For others, the holiday weekend means heading out to Hell’s backyard – the Black Rock Desert playa in northwest Nevada – with 30,000 of their closest friends so they can paint their naked bodies flourescent pink and set fire to a towering effigy of a vaguely human form.

Say goodbye to the backyard barbecue. Welcome to Burning Man.

This isn’t your granddad’s weekend camp out by any stretch of the imagination. Burning Man is described by organizers as “an annual experiment in temporary community dedicated to radical self-expression and radical self-reliance.” Others consider it one of the last signs of the coming apocalypse.

For the vast majority of Burning Man afficionados, though, the three days of free-form music, art, expression, pranksterism – and more than a little debauchery – spell a break from the world of cell phones, suits and rampant corporate culture.

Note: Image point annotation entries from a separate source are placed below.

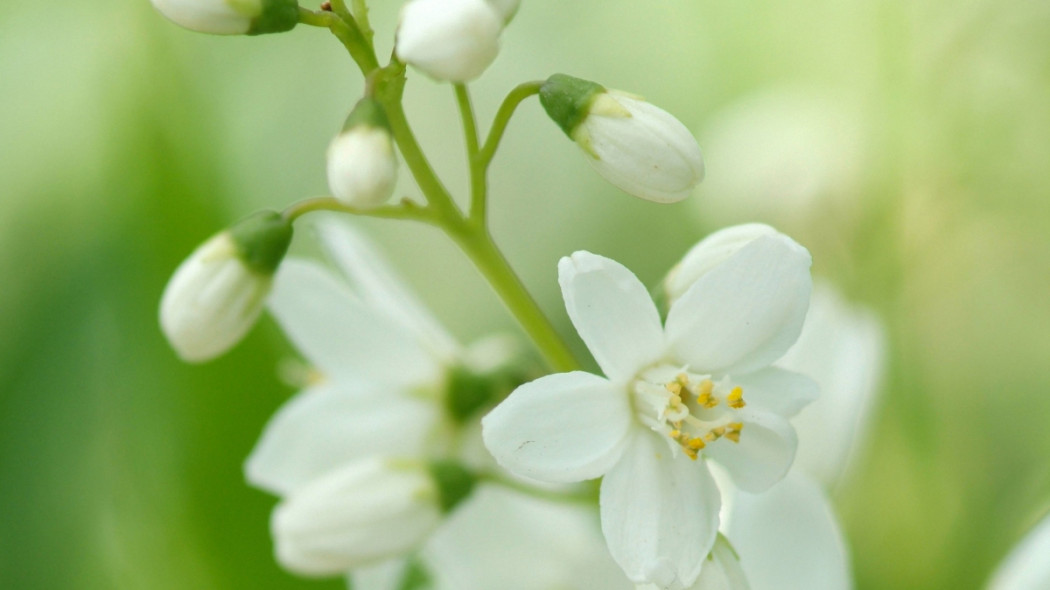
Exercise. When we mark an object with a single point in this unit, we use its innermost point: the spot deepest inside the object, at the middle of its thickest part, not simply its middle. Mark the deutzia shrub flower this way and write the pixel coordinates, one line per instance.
(449, 40)
(1027, 567)
(362, 512)
(699, 386)
(231, 17)
(215, 295)
(361, 162)
(639, 148)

Villages spring up around the statue of the Burning Man, most with themes and activities such as Lustmonkeys of Xara, Club Seal, The Medieval Camp of the Flaming Heads, Costco Soulmate Trading Outlet, and the Alter of the Mystical Frog of the Playa. Music from drumming circles, live bands and in techno tents can be heard any time of day or night.

Visitors to Burning Man are considered participants – no spectators, please! – and can expect a vast array of performance and participation activities ranging from the sublime to the superfluous and beyond; from painting, theatre and beat poetry readings to the Naked Slip ‘N’ Slide Olympics, Fallopian Fun Run, and Butt Art Contest.

The whole thing culminates with the ritual igniting of the Burning Man effigy- a 40-foot tall edifice made of burlap-wrapped wood and neon lighting.

The event had modest enough beginnings in 1986. A small group of friends spontaneously burned a wooden symbol of no-one-in-particular on Bakers Beach in San Francisco, and decided to make an annual ritual of it. It eventually outgrew the beach and was forced to take to the desert.

Burning Man today creates “Black Rock City,” at least temporarily one of Nevada’s largest communities with a population exceeding 30,000, complete with daily newspapers, and radio and television broadcasts – all provided by Burning Man participants.

Though commercialism is possibly the only taboo (food and other essentials are either given away or bartered), the cost of attending Burning Man 2000 is a not-so-inclusive $250. Tickets must be purchased before September 1 through either Burning Man organizers or Ticketweb.

Organizers in part blame the cost on the Bureau of Land Management, which upped the user fee for the site to $500,000 this year.

Yet, they are honest about Burning Man being a victim of its own popularity – it now requires year-round preparation and staffing in order to produce what started as the simple burning of an effigy on the beach.